An Essential Part of My Workflow

A couple of days ago, on of those reminders about how reliant we are on various pieces of technology was forced upon me: Jing died on me….

For those of you who don’t know it, Jing is a screencapture/screencasting tool that is integrated with flickr (free version, for screenshots) and Youtube (pro version, for screencasts). It’s producd by Techsmith, who also publish the more comprehensive SnagIt and Camtasia tools, so the technical underpinnings of the app are excellent.

Anyway, I’ve been using the free version of Jing for what seems like forever, using it to grab screenshots at will and send them direct to flickr, then typically pasting the embed code that is magically popped into my clipboard directly into my WordPress editor. But I’ve decided that I really need to do more screencasts, and whilst Jing automates video uploads to screencast.com, I really wanted the ability to post screencasts direct to Youtube. So on Sunday I upgraded, and after a couple of battles getting the upgrade to take, uploaded a couple of test screencasts to Youtube, easy as anything.
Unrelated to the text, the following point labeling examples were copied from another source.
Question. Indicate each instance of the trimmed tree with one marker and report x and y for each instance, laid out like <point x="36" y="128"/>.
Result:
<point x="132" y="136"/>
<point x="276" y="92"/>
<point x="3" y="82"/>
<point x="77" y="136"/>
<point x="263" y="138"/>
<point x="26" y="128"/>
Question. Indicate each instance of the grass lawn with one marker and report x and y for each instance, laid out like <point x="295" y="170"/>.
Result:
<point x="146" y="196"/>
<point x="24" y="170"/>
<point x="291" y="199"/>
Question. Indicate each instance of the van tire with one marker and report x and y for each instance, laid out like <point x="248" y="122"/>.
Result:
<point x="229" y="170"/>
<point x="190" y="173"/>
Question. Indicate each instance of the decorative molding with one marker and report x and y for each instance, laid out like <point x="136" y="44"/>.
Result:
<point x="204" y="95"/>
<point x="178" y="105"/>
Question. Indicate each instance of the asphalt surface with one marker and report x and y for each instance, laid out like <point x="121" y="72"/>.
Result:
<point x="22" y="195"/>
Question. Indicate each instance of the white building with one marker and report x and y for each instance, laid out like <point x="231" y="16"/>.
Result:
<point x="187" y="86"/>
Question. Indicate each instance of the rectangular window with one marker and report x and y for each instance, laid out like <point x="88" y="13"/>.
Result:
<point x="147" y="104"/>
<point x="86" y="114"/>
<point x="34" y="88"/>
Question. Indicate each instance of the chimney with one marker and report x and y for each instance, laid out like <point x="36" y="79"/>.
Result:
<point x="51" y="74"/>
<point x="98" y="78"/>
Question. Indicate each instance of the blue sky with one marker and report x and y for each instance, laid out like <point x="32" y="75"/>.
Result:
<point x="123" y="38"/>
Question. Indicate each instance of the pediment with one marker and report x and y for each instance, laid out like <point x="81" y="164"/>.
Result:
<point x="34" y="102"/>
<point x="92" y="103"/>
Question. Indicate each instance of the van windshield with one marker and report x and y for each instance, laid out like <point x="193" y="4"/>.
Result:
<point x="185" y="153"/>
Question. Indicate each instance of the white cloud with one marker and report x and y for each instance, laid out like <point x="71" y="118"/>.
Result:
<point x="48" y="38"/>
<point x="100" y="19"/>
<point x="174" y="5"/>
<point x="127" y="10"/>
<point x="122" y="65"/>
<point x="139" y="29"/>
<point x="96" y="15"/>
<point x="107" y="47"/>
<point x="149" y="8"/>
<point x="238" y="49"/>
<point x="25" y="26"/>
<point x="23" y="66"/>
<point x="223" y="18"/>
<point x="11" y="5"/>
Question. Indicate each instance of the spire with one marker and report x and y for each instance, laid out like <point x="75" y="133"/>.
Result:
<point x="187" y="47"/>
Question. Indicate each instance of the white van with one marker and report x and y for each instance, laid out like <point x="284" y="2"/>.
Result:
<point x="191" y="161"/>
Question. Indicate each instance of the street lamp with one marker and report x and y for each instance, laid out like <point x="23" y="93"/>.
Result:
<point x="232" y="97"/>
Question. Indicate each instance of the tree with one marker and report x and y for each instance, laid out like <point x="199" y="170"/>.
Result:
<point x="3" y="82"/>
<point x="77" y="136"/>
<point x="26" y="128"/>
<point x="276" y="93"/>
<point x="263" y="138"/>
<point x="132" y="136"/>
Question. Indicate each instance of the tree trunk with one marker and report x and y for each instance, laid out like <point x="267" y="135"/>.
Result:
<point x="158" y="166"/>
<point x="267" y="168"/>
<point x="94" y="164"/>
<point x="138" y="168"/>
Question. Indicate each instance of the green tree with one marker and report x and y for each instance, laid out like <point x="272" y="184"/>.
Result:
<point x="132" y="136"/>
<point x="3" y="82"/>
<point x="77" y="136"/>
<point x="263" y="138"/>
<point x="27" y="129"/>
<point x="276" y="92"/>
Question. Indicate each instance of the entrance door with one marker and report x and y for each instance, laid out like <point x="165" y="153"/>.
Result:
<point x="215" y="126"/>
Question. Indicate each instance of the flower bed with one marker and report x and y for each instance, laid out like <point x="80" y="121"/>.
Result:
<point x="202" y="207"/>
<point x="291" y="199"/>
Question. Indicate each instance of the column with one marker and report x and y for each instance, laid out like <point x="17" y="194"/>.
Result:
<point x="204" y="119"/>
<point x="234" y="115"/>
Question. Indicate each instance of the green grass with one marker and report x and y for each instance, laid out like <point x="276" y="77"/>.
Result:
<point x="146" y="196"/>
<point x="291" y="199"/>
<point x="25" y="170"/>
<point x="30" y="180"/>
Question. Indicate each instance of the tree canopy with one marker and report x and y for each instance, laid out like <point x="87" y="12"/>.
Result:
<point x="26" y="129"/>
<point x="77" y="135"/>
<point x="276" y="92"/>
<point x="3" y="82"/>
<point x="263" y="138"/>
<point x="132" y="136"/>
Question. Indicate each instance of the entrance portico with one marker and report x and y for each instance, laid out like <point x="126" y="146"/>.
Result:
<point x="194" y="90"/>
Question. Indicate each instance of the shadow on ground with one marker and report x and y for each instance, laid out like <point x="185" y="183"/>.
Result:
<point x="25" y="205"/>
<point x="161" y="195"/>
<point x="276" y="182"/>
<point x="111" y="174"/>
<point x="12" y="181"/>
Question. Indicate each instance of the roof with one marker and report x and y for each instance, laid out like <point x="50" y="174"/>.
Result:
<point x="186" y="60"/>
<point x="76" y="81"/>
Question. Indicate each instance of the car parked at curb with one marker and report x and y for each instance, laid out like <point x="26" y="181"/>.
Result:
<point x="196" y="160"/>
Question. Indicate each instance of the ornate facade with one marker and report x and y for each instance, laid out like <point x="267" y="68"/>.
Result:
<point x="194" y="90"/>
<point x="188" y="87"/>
And then, on Tuesday, late on Tuesday, at a time when Tuesday had bcome Wednesday and I really wanted to call an end to the day, save for finishijng off a post with a couple of screenshots, Jing died. Every time I restarted it, it claimed I was no longer a Pro user, and died.

So I reinstalled, and tried again. Same thing. Reboot my Mac, and try again. Still no joy, Crate a new, free account, and whenever I started Jing, it crashed.
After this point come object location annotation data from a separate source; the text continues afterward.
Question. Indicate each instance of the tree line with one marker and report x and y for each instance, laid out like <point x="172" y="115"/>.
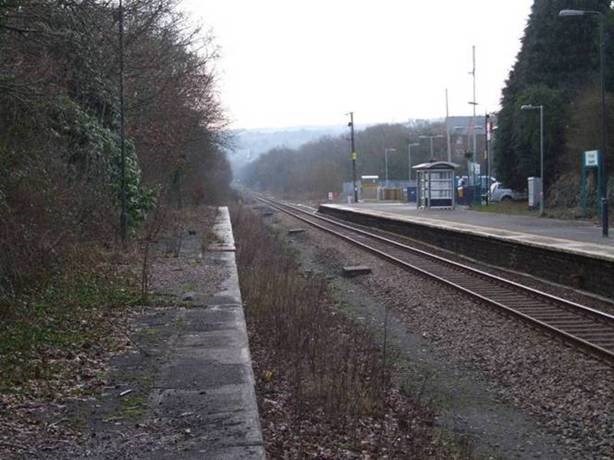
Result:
<point x="322" y="166"/>
<point x="557" y="67"/>
<point x="59" y="125"/>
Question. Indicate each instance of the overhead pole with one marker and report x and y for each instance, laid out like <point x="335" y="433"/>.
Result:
<point x="448" y="128"/>
<point x="353" y="148"/>
<point x="123" y="218"/>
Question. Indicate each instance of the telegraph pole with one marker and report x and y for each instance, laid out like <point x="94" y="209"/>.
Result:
<point x="448" y="128"/>
<point x="353" y="148"/>
<point x="123" y="218"/>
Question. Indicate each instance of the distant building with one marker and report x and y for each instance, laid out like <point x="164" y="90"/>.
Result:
<point x="461" y="138"/>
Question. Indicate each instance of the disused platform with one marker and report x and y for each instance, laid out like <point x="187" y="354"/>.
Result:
<point x="571" y="253"/>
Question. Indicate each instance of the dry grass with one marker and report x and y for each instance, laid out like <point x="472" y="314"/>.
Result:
<point x="324" y="389"/>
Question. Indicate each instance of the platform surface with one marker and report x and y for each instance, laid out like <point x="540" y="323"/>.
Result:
<point x="577" y="237"/>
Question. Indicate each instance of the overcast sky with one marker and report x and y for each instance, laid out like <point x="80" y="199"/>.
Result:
<point x="292" y="63"/>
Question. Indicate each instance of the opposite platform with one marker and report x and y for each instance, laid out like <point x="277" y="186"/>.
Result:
<point x="567" y="252"/>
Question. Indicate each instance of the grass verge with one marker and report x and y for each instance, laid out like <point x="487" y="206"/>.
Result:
<point x="323" y="387"/>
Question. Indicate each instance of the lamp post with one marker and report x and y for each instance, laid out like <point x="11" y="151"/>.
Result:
<point x="123" y="217"/>
<point x="439" y="136"/>
<point x="541" y="152"/>
<point x="604" y="113"/>
<point x="353" y="148"/>
<point x="409" y="146"/>
<point x="386" y="150"/>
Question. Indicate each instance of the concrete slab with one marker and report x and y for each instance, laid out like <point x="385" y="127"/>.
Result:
<point x="578" y="261"/>
<point x="222" y="230"/>
<point x="205" y="389"/>
<point x="357" y="270"/>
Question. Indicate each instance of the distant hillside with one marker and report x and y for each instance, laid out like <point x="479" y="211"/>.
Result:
<point x="250" y="144"/>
Superstition kicked in and I blamed the upgrade, trying (maybe successfully, maybe not) to send a help request to Techsmith. (Finding the help was a nightmare, I think I had to create a new account on a help system somewhere along the way, and on posting a help email, I couldn’t tell whether it had been submitted or not.) The typical online help rigmarole, essentially. Even if you don’t start off angry, you’re likely to end up furious. (Plus I was really flagging by now and maybe not thinking as clearly as I might!)

A search on Twitter turned up a @techsmith account, and the contact details of someone at Camtasia, who I emailed. But it was passed days’ end, even in the US, so I went looking for an alternative. (I could of course have just used the Mac screengrab tools to do what I needed, and then uploaded the images to flickr using flock, but I was looking to punish to Camtasia by finding an alternative to Jing that worked just as well!)
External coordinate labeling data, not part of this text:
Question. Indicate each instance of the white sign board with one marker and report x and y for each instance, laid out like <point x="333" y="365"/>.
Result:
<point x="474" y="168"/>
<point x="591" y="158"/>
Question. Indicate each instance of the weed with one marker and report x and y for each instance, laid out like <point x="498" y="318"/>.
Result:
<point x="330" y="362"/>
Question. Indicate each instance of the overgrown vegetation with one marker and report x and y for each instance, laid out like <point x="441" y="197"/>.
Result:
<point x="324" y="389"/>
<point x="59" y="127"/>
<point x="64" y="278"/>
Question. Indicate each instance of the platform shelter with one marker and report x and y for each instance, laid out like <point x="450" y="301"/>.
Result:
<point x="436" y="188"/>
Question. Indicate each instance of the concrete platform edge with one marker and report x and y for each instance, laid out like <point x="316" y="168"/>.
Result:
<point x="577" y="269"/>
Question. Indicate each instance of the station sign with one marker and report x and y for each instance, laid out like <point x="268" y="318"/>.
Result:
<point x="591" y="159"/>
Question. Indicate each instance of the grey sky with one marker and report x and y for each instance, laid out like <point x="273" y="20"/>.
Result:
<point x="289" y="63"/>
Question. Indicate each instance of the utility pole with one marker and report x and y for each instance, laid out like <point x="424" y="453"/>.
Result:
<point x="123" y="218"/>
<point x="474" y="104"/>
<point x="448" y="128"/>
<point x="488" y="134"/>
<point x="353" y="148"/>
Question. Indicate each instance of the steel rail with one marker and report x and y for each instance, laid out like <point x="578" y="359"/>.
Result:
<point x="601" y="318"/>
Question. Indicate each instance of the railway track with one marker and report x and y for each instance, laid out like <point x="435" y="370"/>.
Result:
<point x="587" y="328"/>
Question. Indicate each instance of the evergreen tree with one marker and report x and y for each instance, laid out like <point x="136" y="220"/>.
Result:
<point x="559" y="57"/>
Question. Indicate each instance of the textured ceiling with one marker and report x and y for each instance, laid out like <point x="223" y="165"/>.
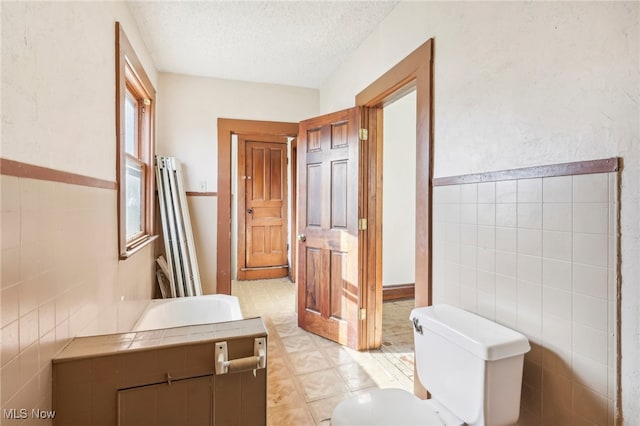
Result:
<point x="296" y="43"/>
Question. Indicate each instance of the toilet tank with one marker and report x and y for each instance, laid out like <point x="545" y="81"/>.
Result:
<point x="469" y="364"/>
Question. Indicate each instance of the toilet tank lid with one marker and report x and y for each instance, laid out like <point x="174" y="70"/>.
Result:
<point x="483" y="338"/>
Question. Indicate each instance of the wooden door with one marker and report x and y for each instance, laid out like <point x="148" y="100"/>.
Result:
<point x="328" y="264"/>
<point x="263" y="208"/>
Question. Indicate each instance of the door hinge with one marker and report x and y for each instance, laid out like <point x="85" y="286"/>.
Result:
<point x="363" y="314"/>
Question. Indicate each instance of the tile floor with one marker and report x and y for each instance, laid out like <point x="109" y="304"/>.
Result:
<point x="308" y="375"/>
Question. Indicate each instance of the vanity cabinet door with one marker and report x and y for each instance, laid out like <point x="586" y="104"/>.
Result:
<point x="186" y="402"/>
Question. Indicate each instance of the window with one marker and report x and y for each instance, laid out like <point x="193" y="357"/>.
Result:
<point x="135" y="147"/>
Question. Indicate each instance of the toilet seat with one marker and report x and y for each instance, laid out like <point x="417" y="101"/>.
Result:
<point x="390" y="407"/>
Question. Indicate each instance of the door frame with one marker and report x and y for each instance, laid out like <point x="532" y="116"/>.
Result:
<point x="227" y="127"/>
<point x="242" y="273"/>
<point x="414" y="72"/>
<point x="293" y="163"/>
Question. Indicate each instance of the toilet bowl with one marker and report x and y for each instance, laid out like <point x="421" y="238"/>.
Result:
<point x="471" y="366"/>
<point x="392" y="407"/>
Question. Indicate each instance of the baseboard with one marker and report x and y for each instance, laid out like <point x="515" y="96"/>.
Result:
<point x="398" y="292"/>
In the end, I settled on Skitch, and it sort of worked okay, but it was nothing like as painless as Jing. For every screenshot I took, I just wanted Jing back…

…anyway, I picked up a friendly email from Techsmith yesterday saying there had been problems, and a tweeted prompt from Techsmith last night asking if Jing was now working for me again (it was/is). The problem, it seems, was at the Techsmith end, an issue that caused Jing on Mac Tiger to crash (I’m intrigued as to how a problem on the webservice end and kill an app running on the desktop? This is a harbinger of things to come more generally with web apps, maybe?)

So what do I take from this experience? Firstly, Jing is part of what I do, and it does just what it needs to for me. Secondly, without twitter I’d have had a really crap customer experience trying to understand what was going on (had something gone bad with my Pro upgrade? Was it a Jing problem or my problem? and so on..).

As it’s turned out, rather than writing a ranty post saying I’ve now changed my screencapture tool because of blah, blah, blah, if anyone asks what tool I use for screencaptures, I’d still say Jing. And from the ease of use in uploading screencaptured videos to Youtube, I’d also recommend the upgrade to Jing Pro if quick’n’easy raw screencasts are your thing.

Author: Tony Hirst

I'm a Senior Lecturer at The Open University, with an interest in #opendata policy and practice, as well as general web tinkering...

2 thoughts on “An Essential Part of My Workflow”

  1. “This is a harbinger of things to come more generally with web apps, maybe?”

    In my opinion Tony, most definitely, and a point that I’ve been labouring for some time regarding proprietary software and cloud computing.